Is the mortgage rate or the purchase price more important? | Company

If you’ve been thinking about buying a home and have been hesitating because you’re just not sure of the right time, the following information is for you…

Trying to time the market to identify a moment in time to identify the right time to buy a home is an incredibly difficult business indeed. It’s like trying to locate a needle in a haystack. A better, more pragmatic scenario would be to look at your money, credit, and income and decide to buy a home based on your household budget.

It comes down to your income, your monthly expenses, and a good basic financial framework so you can make an informed decision. If all of that is in place, how do you determine what is the most important purchase price or interest rate? As interest rates continue to rise, your competition disappears. Rising interest rates eliminate your competitors. If you want to make an offer to buy a house and your competition is weak or non-existent, you hold all the cards and you hold all the power to negotiate a fair price for the house. After all, who wants to pay too much for a house?

How do we know you won’t pay too much for the house? It’s surprisingly simple: interest rates stimulate competition. In other words, because interest rates are so high, many are sitting on the sidelines waiting to see what the market does. This is good news for you as a smart and savvy buyer, as it allows you to negotiate the purchase price of the home. Negotiating a purchase price reduction from $50,000 to $100,000 in this environment is not out of the question.

Suppose, for whatever reason, you are worried about the falling market and housing prices, well, in most markets, rents are still in high demand. On the other hand, we all know that this interest rate environment is not sustainable and that long term mortgage rates will come down. When interest rates go down, borrowing power goes up, when borrowing power goes up, your competition goes up. More people will be after that same house at a 6 or a 5 percent mortgage rate than they will at a 7 percent mortgage rate. It’s just a hard fact. So, in other words, your $600,000 home today with a 30-year 7% fixed rate mortgage could very easily be a $650,000 or $675,000 or more home at a rate 6% mortgage assuming interest rates fall. The idea that housing prices will fall due to high interest rates is very unlikely, as rents continue to soar, long-term fixed rates are about to fall and the supply of housing remains weak.

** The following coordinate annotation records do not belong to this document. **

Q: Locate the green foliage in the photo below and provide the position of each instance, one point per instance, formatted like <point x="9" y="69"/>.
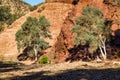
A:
<point x="32" y="8"/>
<point x="12" y="18"/>
<point x="6" y="17"/>
<point x="89" y="27"/>
<point x="33" y="33"/>
<point x="44" y="60"/>
<point x="4" y="13"/>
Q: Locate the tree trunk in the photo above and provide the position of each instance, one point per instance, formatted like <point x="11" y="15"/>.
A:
<point x="35" y="51"/>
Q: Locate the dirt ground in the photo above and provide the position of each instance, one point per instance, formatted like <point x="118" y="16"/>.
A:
<point x="109" y="70"/>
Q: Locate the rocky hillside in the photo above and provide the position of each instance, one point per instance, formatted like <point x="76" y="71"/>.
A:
<point x="16" y="6"/>
<point x="61" y="14"/>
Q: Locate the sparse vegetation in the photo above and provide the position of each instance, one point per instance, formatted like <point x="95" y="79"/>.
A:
<point x="91" y="29"/>
<point x="32" y="34"/>
<point x="6" y="17"/>
<point x="44" y="60"/>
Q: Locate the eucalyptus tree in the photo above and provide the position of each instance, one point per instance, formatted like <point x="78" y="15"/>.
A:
<point x="32" y="34"/>
<point x="90" y="28"/>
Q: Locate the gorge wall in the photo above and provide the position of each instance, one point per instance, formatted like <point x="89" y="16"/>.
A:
<point x="61" y="14"/>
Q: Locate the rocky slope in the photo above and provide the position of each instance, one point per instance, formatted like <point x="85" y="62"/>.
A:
<point x="16" y="6"/>
<point x="61" y="14"/>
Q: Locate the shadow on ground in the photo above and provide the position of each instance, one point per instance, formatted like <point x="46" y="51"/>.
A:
<point x="77" y="74"/>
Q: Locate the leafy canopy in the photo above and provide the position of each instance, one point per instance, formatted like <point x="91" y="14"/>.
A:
<point x="33" y="33"/>
<point x="89" y="27"/>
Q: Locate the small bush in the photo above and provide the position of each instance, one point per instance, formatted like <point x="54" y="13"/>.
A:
<point x="44" y="60"/>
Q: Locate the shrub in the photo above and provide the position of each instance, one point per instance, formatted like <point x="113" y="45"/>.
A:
<point x="32" y="34"/>
<point x="44" y="60"/>
<point x="91" y="30"/>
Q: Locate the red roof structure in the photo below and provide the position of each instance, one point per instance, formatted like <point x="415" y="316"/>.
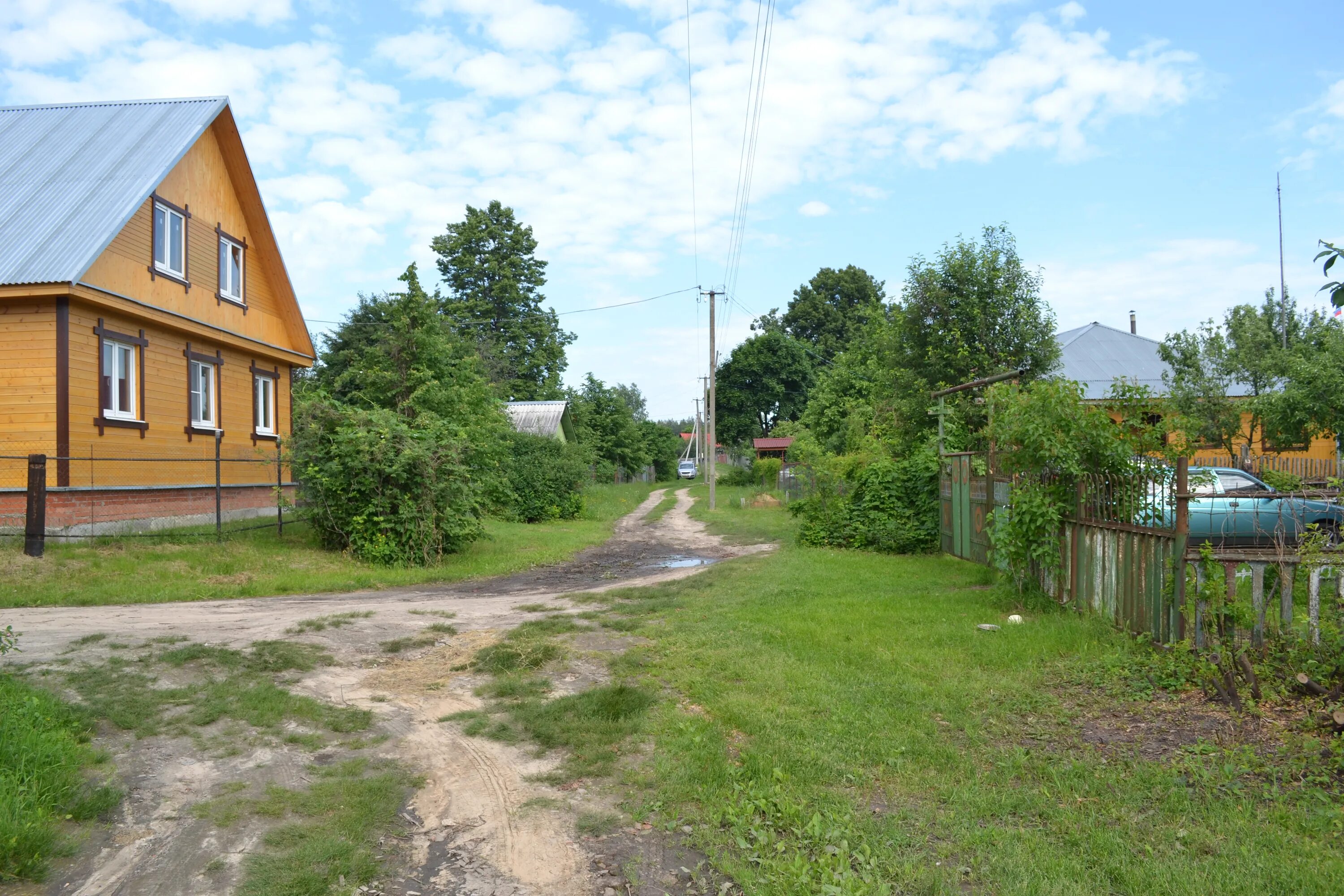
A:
<point x="772" y="448"/>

Think of it like this: if you buy a house today, you can always swap the mortgage rate for something better when rates drop in the future. The way you should see it as an informed homebuyer should be something like this: a mortgage rate of 6.75% today, for example, could very easily be a mortgage of 5.75% in 12 months and a 4.75% mortgage in 24 months. Using a purchase price of $600,000 for the example above, this will result in lower mortgage payments of approximately $800 when interest rates drop through subsequent refinancing opportunities. Waiting to see what happens in the future can make sense if there are concerns about your credit, down payment, or money. If these elements are in place and your goal is to buy real estate and hold it for a few years, you will end up doing very well overall.